Reprinted from Magnificat (www.magnificat.com)

Credible Witness: Venerable Pierre Toussaint

By Heather King

“What the world is in particular need of today is the credible witness of people…capable of opening the hearts and minds of many to the desire for God and for true life.” Porta Fidei 15

Venerable Pierre Toussaint (1766–1853), born in what is now Haiti, arrived in New York City as a slave but died there an accomplished hairdresser, a free man, and a beloved member of the city’s Catholic community.

Pierre Bérard, the plantation owner where Toussaint grew up, allowed the young Toussaint’s grandmother to teach him to read and write. He was baptized, and raised Catholic.

When Toussaint was in his early twenties, Haitian blacks began rebelling against their enslavement. Fearing political violence, Bérard fled to New York City, taking Toussaint, his younger sister, his aunt, and two other house slaves with him.

In Manhattan, Bérard apprenticed Toussaint to a local hairdresser. He learned the trade quickly and soon made his way to the top echelons of New York society, catering especially to wealthy white women. Hairstyles in those days were elaborate tiered affairs, often adorned with ribbons, feathers, jewels, and plumes.

Bérard allowed him to keep his earnings and Toussaint was soon wealthy himself. After Bérard died, Toussaint took it upon himself to support his master’s widow and the other house slaves. In gratitude, Mrs. Bérard saw to it that Toussaint was freed shortly before her death in 1807.

He in turn purchased the freedom of a woman twenty years his junior named Marie-Rose Juliette, also known as Juliette Noel, and married her in 1811. The couple later adopted a niece of Toussaint’s named Euphemia.

He went to Mass daily at Saint Peter’s on Barclay Street, in what is now the New York City Financial District. Saint Elizabeth Ann Seton had attended the same church.

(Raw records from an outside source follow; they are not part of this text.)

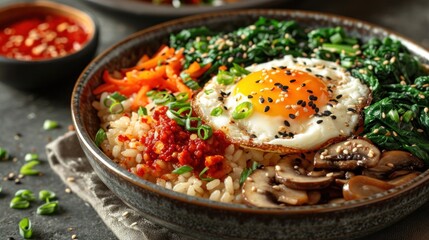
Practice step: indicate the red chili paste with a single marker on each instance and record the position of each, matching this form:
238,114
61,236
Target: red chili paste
169,142
41,37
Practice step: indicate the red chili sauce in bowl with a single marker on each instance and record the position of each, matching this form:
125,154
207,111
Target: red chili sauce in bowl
41,37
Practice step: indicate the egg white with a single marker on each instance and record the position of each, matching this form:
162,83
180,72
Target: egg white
261,131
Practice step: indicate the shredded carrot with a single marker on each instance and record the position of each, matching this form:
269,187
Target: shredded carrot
161,71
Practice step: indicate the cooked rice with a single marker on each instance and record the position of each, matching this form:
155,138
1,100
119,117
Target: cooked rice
129,156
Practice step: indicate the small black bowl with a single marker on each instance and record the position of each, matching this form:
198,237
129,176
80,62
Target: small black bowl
34,74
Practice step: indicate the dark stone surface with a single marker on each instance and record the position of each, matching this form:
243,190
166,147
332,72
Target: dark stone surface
22,113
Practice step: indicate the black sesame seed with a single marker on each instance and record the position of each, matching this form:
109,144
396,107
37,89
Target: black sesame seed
267,108
286,123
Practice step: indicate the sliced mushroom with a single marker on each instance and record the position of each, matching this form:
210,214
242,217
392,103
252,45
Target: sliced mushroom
261,190
392,161
347,155
403,179
362,186
289,175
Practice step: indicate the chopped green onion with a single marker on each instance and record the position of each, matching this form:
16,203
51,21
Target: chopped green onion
247,171
238,70
204,178
19,203
100,136
142,111
162,98
31,157
217,111
243,110
192,84
208,91
25,228
204,132
182,97
27,169
46,195
117,97
47,208
349,50
336,38
183,169
50,124
393,114
190,120
25,194
3,154
225,78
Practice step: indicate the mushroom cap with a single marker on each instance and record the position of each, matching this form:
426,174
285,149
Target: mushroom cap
286,174
347,155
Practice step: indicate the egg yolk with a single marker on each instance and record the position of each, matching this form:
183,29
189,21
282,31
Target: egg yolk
292,94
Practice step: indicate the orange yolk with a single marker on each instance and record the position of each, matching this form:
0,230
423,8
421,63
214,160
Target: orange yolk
292,94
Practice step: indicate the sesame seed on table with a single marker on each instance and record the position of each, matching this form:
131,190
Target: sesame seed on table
23,113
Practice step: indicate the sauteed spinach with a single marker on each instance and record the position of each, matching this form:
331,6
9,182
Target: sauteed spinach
398,117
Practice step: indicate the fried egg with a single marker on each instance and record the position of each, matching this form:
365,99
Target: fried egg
286,105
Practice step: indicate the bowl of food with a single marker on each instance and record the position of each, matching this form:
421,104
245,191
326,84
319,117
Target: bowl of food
42,43
260,124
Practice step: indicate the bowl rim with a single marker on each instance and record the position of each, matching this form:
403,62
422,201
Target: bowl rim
93,33
123,174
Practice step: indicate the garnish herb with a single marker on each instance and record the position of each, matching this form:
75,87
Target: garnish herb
31,157
183,169
142,111
25,229
100,136
48,208
3,154
27,169
217,111
46,195
205,178
247,171
243,110
50,124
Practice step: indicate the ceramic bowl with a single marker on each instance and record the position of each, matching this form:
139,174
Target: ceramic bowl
53,71
205,219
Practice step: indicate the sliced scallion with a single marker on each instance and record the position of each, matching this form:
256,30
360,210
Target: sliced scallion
47,208
27,169
204,132
31,157
46,195
19,203
183,169
217,111
25,229
50,124
100,136
243,110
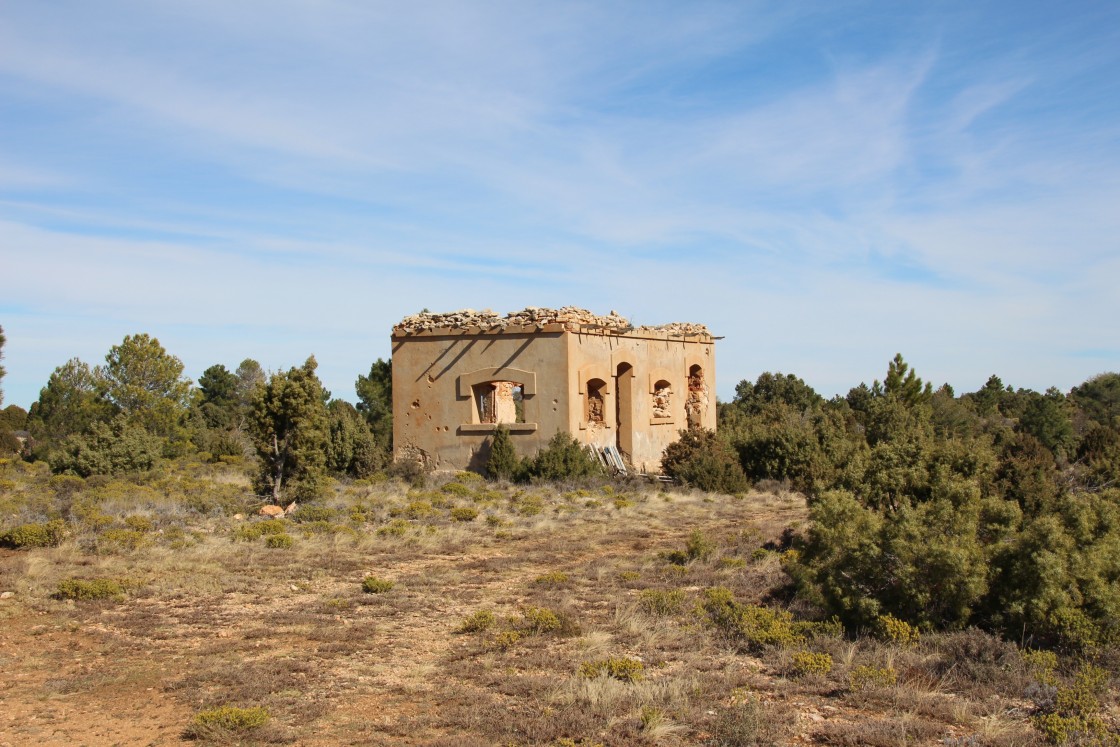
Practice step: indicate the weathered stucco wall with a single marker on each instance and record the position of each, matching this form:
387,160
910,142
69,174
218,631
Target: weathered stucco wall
437,379
642,414
456,377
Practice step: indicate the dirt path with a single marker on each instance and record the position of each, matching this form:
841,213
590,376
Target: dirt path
356,669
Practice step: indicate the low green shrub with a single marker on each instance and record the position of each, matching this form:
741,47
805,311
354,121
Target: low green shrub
626,670
311,513
752,626
479,622
139,523
1073,716
806,662
121,540
278,541
661,601
456,488
395,528
374,585
464,514
862,677
540,621
703,460
226,718
697,548
892,629
253,531
34,535
90,589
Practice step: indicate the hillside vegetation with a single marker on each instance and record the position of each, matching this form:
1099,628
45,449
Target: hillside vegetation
910,567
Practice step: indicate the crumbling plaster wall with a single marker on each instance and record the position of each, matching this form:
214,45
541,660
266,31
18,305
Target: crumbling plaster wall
647,358
435,411
597,377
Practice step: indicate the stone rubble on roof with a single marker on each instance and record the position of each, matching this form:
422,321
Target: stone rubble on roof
572,318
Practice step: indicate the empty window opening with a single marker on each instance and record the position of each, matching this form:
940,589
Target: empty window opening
596,404
500,402
662,400
696,405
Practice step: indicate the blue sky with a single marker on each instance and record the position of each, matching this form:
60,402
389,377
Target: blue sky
823,184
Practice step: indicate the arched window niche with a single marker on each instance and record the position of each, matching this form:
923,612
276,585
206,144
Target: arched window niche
497,397
663,398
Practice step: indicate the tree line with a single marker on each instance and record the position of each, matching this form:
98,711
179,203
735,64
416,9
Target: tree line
138,408
998,509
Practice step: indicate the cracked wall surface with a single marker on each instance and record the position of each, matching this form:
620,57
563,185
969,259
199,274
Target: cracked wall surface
458,375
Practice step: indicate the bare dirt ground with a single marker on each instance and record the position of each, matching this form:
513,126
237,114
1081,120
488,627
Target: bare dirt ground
216,622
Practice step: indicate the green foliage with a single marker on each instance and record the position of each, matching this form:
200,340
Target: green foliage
311,513
1073,715
1047,418
703,460
776,389
217,399
257,530
118,447
864,677
750,626
146,384
903,382
374,585
1099,399
922,563
479,622
697,548
278,541
25,537
661,601
563,458
541,621
750,722
552,578
503,461
12,418
888,627
68,404
120,541
289,427
226,718
90,589
537,621
375,402
616,668
805,663
464,513
352,448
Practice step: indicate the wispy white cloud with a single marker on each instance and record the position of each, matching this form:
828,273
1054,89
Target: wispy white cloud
824,187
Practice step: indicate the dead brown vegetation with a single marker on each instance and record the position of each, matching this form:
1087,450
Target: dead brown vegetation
576,597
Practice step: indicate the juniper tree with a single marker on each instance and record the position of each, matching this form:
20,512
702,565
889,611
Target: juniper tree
289,427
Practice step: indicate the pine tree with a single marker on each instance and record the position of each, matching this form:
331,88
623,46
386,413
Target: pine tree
289,427
503,463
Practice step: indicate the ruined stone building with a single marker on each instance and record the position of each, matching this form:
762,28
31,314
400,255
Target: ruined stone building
626,391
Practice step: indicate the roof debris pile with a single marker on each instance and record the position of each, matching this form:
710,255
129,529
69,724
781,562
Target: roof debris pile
570,317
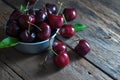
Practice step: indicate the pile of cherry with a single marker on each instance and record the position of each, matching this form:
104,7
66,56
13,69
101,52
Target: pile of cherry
34,25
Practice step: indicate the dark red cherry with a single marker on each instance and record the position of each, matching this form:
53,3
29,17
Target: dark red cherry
44,32
51,8
61,60
31,2
59,46
12,29
67,31
70,13
82,48
26,36
25,20
41,16
15,14
55,21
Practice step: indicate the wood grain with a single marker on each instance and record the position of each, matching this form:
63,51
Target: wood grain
103,36
29,67
7,74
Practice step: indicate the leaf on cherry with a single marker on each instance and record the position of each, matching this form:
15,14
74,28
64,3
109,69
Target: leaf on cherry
22,8
8,42
79,27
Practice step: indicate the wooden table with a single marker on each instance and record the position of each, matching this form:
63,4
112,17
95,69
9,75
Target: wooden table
102,63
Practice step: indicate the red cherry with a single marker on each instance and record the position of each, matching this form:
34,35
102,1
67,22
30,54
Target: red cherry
31,1
51,8
82,48
62,60
55,21
24,19
41,15
67,31
12,29
15,14
59,46
45,31
25,36
70,13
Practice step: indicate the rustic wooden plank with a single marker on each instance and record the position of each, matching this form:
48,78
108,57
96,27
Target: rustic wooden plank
29,67
103,35
22,64
112,4
7,74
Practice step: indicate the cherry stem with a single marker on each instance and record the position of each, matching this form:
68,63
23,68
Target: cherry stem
35,25
50,46
59,7
27,5
29,28
35,4
64,19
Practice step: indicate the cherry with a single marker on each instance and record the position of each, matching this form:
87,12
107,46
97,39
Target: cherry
41,15
12,29
70,13
24,19
67,31
27,36
51,8
59,46
55,21
31,2
15,15
44,32
82,48
61,60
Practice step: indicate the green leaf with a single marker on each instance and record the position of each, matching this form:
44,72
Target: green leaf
79,27
22,8
8,42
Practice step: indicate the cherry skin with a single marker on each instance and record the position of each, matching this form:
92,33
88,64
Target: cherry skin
12,29
51,8
55,21
41,15
15,15
25,36
59,46
67,31
45,31
62,60
31,2
25,19
82,48
70,13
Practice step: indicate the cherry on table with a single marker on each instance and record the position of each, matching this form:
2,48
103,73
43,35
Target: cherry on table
55,21
51,8
31,2
62,60
15,14
12,29
59,46
24,19
82,47
67,31
70,13
27,36
44,32
41,15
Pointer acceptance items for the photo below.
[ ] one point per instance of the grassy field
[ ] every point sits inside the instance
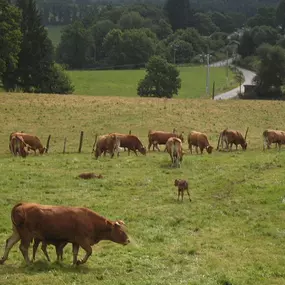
(232, 232)
(124, 83)
(54, 33)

He crossed quarantine lines to help those suffering from cholera, gave tirelessly to both black and white charities, and encouraged his wife to use their home as a residence and school for orphans. They also instituted a credit bureau, helped the destitute to find work, and welcomed priests and refugees. With his ability to speak both English and French, Toussaint was able to be of particular use to immigrants newly arrived from Haiti.

He helped raise funds to build the old Saint Patrick’s Cathedral on Mulberry Street. Though he would later once be denied entry on the basis of his race, he was also originally buried there.

His wife and Euphemia predeceased him. Upon his death at age eighty-seven, he had been a member of Saint Peter’s for sixty-six years. A solemn Requiem Mass was celebrated. In his eulogy, Father William Quinn noted: “Though no relative was left to mourn for him, yet many present would feel that they had lost one who always had wise counsel for the rich, words of encouragement for the poor, and all would be grateful for having known him. There were few among the clergy superior to him in devotion and zeal for the Church and for the glory of God; among laymen, none.” In pre-Emancipation Proclamation 1853, honoring a black man in this way was almost unheard of.

Toussaint’s cause for canonization was introduced in 1968. By popular acclaim and based on his universally acknowledged sanctity, his remains were moved at that time to the crypt of Saint Patrick’s Cathedral on Fifth Avenue.